Nos dirigíamos a la casa/mansión, necesitaba ver a los demonios, o al menos, asegurarme de que su nueva niñera los tratara bien.

Volví a sentir el olor del césped recién cortado, el impoluto camino de piedras hasta la puerta, y lo elegante que se veía todo. Lo raro era que no se oía ningún ruido, teniendo a Matt, Bob, Cat y Elena en la misma casa, era extraño; tal vez habrían salido.

Tocamos la puerta, Bob fue quien nos atendió. Palidecí cuando noté que estaba más delgado de lo usual, vestía unos pantalones caqui planchados con una línea al medio, una camisa blanca de manga larga, y su cabello peinado con una línea al medio.

—¡Anne!—sus ojitos brillaron cuando pronunció mi nombre.

Abrí mis brazos y lo estrujé entre ellos.
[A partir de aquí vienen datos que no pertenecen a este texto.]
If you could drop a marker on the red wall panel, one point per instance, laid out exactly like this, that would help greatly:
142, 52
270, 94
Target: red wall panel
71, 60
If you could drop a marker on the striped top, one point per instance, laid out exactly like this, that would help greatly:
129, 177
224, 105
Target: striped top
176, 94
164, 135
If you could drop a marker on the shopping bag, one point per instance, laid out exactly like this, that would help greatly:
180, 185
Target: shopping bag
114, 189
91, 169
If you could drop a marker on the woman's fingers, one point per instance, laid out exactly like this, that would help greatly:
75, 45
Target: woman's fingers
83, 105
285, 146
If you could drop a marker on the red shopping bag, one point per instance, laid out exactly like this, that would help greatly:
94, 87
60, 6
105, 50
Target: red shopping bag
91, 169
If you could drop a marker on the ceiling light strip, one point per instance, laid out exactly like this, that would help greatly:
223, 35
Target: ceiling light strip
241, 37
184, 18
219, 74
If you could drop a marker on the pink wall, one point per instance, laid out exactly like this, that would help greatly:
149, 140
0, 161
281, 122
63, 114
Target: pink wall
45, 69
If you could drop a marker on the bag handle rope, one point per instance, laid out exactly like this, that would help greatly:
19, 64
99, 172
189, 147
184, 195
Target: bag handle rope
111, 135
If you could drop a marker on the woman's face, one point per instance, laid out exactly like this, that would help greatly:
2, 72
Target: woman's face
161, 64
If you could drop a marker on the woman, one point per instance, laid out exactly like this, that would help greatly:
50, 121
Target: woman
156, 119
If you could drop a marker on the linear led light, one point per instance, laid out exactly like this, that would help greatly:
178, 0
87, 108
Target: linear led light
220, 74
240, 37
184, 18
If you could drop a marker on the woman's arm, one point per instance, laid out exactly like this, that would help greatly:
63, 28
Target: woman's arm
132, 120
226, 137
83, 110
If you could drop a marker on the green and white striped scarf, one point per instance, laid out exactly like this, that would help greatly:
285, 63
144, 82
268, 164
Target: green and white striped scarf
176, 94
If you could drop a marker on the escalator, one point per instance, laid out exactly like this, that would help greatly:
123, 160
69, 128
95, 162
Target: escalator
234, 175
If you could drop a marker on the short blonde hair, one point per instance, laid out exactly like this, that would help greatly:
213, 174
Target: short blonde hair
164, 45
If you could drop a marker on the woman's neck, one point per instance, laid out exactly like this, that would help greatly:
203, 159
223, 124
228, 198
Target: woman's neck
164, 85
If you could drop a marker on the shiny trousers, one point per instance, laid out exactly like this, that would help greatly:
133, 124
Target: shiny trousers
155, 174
Olfateé su cabeza, olía a perfume rancio de anciano. Chocó los cinco con Tom y nos dio paso a la sala, donde, en vez de ver a los demonios jugando alegremente, y oír sus risas entusiastas, se escuchaba música clásica.

Paré en seco para analizar mejor la escena.

Catalina con un vestido celeste, su cabello amarrado con una cinta, formando un moño a lo alto de su cabeza; zapatos negros de charol; la niña que solía insultar a todo el mundo, ahora estaba sentada frente a un piano con la espalda derecha. Recorrí mis ojos hasta el sofá más grande; Matt tenía un libro de geografía en la mano derecha, en la izquierda sostenía una especie de varilla; su vestimenta consistía en un saco azul oscuro que le cubría hasta la garganta, un pantalón como el de Bob y zapatos formales. Elena también estaba sentada con la espalda erguida y el mismo estilo de ropa que Cat, la pequeña tenía una muñeca del siglo pasado en su regazo.

Tom estaba tras de mi, igual, o incluso más sorprendido.

—¿Qué mierda les hicieron?

Los cuatro giraron sus rostros sorprendidos hacia mi. Elena estaba por pararse, cuando la, aparentemente, nueva niñera, apareció. Su pinta de maestra amargada lo decía todo. Sostenía en sus manos una vara flexible, como esas que usaban los profesores hace siglos para castigar a sus alumnos, o la que usaban de látigos para caballos.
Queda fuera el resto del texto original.